Interactions and Diffusion in Fine-Stranded β-lactoglobulin Gels Determined via FRAP and Binding

The effects of electrostatic interactions and obstruction by the microstructure on probe diffusion were determined in positively charged hydrogels. Probe diffusion in fine-stranded gels and solutions of beta-lactoglobulin at pH 3.5 was determined using fluorescence recovery after photobleaching (FRAP) and binding, which is widely used in biophysics. The microstructures of the beta-lactoglobulin gels were characterized using transmission electron microscopy. The effects of probe size and charge (negatively charged Na-2-fluorescein (376Da) and weakly anionic 70kDa FITC-dextran), probe concentration (50 to 200 ppm), and beta-lactoglobulin concentration (9% to 12% w/w) on the diffusion properties and the electrostatic interaction between the negatively charged probes and the positively charged gels or solutions were evaluated. The results show that the diffusion of negatively charged Na-2-fluorescein is strongly influenced by electrostatic interactions in the positively charged beta-lactoglobulin systems.
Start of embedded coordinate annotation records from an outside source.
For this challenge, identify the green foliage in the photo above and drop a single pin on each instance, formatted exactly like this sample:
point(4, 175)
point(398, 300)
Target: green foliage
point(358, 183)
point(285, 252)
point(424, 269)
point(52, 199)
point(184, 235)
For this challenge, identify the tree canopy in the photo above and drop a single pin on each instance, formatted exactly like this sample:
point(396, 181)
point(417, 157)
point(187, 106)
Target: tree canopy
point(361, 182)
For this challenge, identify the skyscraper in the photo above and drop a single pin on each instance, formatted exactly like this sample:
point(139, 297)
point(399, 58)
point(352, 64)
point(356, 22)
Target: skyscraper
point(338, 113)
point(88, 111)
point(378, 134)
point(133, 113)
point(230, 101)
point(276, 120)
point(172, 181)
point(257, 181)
A linear relationship between the pseudo-on binding rate constant and the beta-lactoglobulin concentration for three different probe concentrations was found. This validates an important assumption of existing biophysical FRAP and binding models, namely that the pseudo-on binding rate constant equals the product of the molecular binding rate constant and the concentration of the free binding sites. Indicators were established to clarify whether FRAP data should be analyzed using a binding-diffusion model or an obstruction-diffusion model.